Massive T. rex relative unearthed in New Mexico

New Mexico is now the home to a new dinosaur species. Not only that, but the discovery is changing the timeline of when dinosaurs were walking around North America.

ALBUQUERQUE, N.M. — New Mexico is home to a new dinosaur species. Not only that, but the discovery is changing the timeline of when dinosaurs were walking around North America.

“This is a discovery literally decades in the making,” said Dr. Anthony Fiorillo, New Mexico Museum of Natural History and Science executive director.

A fossil found in southwestern New Mexico is part of the skull of a new species of Tyrannosaurus rex.

“This confirmed this is a new species and I was excited to actually invite other researchers and continue this project on a larger scale,” said Sebastian Dolman, lead author on the project.

Several scientists over decades have studied it and revealed their findings Thursday morning.

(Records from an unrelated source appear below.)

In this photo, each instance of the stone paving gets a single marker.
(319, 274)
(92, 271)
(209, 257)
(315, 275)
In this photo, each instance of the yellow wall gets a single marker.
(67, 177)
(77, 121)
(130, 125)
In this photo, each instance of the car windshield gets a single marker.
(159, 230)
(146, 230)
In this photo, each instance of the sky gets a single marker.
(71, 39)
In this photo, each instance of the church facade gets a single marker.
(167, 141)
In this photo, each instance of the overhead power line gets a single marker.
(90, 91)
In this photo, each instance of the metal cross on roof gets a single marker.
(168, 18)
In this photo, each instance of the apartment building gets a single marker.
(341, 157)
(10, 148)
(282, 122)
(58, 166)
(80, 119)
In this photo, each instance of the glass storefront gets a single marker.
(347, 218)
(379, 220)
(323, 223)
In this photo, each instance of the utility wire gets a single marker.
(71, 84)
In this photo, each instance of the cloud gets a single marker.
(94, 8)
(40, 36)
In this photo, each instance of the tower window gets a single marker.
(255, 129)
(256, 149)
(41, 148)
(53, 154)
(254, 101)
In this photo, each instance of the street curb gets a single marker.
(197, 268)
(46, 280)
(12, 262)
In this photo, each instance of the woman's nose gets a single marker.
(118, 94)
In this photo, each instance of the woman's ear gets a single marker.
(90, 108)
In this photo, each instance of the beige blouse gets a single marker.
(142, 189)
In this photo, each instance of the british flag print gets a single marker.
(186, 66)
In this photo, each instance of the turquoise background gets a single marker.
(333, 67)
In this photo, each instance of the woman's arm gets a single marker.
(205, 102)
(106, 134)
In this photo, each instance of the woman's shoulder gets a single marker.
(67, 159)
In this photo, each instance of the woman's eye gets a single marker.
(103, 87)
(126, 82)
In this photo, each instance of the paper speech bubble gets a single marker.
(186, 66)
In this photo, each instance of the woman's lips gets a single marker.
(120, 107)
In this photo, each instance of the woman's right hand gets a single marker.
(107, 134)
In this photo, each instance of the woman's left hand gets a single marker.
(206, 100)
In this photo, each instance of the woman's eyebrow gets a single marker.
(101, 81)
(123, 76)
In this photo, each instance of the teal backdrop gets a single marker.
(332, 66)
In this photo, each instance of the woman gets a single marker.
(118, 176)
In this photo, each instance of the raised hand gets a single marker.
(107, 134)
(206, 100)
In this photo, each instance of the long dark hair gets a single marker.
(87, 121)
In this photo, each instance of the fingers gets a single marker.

“This fossil was originally found by members of the public, it wasn’t found by scientists of paleontologists like me and these were people that lived in Las Cruces who were boating on Elephant Butte reservoir,” said Dr. Spencer Lucus, co-author of the project. “This was in 1983. They landed on the eastern shore of the lake and a big chunk of this jaw here was laying on the ground.”

The species is called Tyrannosaurus mcraeensis and predates any other T. rex specimen in the world by about five million years – making Tyrannosaurus mcraeensis an older cousin to the T. rex we all know.

“But it turns out in the years since we’ve – not just us – but we’ve found volcanic ash beds in the rocks that have this fossil, and we were able to get numerical ages and with those numerical ages now, we can be pretty sure that the fossil is 72 to 73 million years old,” Lucus said.

An artist’s rendition shows what the dinosaur may have looked like – standing at 40 feet tall and 12 feet long. Scientists say the differences are small, like slight variations in the jaw bones, but it’s enough to make New Mexico home to an important dinosaur discovery.

“Science is a process. With each new discovery, it forces us to go back and test and challenge what we thought we knew,” Fiorillo said.

The public can go see the fossil on display at the New Mexico Museum of Natural History and Science.